Auch wegen des Krieges in der Ukraine hat die parlamentarische Aufarbeitung noch nicht begonnen. Besonders dem Auswärtigen Amt käme es wohl gelegen, wenn es die Akten, die es dem Bundestag überlassen muss, erst in der Sommerpause zusammenstellen könnte.
FDP-Verteidigungspolitiker Alexander Müller hält dagegen: "Ich erwarte, dass wir vor der Sommerpause starten. Der Untersuchungsauftrag ist seit Februar Konsens."
Vor dem Ausschuss müssen wohl gleich mehrere frühere Kabinettsmitglieder aussagen: Annegret Kramp-Karrenbauer (CDU), Gerd Müller und Horst Seehofer (beide CSU) und Ex-Außenminister Heiko Maas – was Verzögerungen durch die SPD pikant machen würde.
Im Augenblick jedenfalls sieht es so aus, als begänne wirkliche Aufklärung erst in Monaten.
Westbalkan-Beauftragter lobt Bosnien-Beauftragten
Erstmals hat Christian Schmidt, Hoher Repräsentant der internationalen Gemeinschaft in Bosnien-Herzegowina, von seinem Vetorecht Gebrauch gemacht und am Dienstag ein im serbischen Landesteil erlassenes Gesetz zur Übernahme staatlichen Immobilienvermögens gestoppt.

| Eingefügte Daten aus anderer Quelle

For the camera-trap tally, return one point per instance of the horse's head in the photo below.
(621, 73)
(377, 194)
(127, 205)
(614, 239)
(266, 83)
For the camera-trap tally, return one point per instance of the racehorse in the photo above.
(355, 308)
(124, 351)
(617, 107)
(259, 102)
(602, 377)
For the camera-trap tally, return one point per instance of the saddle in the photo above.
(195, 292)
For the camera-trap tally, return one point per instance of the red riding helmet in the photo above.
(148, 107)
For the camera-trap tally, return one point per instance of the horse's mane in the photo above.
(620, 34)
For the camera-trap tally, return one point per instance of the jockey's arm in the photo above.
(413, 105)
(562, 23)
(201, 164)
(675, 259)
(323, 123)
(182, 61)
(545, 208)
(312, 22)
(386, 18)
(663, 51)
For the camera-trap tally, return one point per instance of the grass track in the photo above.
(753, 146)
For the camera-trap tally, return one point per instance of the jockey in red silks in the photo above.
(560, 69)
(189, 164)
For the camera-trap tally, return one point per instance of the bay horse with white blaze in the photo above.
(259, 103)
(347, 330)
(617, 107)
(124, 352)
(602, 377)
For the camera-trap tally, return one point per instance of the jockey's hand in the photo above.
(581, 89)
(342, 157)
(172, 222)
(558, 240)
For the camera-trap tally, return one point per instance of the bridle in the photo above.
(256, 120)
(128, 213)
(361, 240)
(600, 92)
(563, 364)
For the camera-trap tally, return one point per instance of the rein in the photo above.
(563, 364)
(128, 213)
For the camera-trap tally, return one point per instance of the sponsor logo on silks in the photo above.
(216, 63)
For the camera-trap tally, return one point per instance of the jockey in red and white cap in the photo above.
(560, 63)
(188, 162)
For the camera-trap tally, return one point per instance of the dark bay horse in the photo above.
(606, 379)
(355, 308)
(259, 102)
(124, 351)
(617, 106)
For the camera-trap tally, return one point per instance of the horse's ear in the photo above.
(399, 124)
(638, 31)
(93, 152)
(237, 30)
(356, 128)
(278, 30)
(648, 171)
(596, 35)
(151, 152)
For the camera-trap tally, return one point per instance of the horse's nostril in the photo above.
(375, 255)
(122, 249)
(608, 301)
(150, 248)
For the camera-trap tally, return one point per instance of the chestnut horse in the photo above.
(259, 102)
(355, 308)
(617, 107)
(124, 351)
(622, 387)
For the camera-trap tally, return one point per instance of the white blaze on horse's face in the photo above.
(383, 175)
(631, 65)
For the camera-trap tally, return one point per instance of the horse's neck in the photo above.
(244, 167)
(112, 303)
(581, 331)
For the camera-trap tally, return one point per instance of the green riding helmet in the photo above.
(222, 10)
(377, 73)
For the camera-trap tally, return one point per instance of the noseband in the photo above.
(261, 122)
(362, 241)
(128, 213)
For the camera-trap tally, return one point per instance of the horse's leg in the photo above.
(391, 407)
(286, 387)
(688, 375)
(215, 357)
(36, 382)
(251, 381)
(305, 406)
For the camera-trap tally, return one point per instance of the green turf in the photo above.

Ein weitreichender Schritt, den die Bundesregierung begrüßt.
"Es ist wichtig, dass der Hohe Repräsentant hier Schritte unternimmt, um einer der sezessionistischen Initiativen aus der Republik Srpska einen Riegel vorzuschieben", sagte uns Manuel Sarrazin (Grüne), Westbalkan-Beauftragter der Bundesregierung.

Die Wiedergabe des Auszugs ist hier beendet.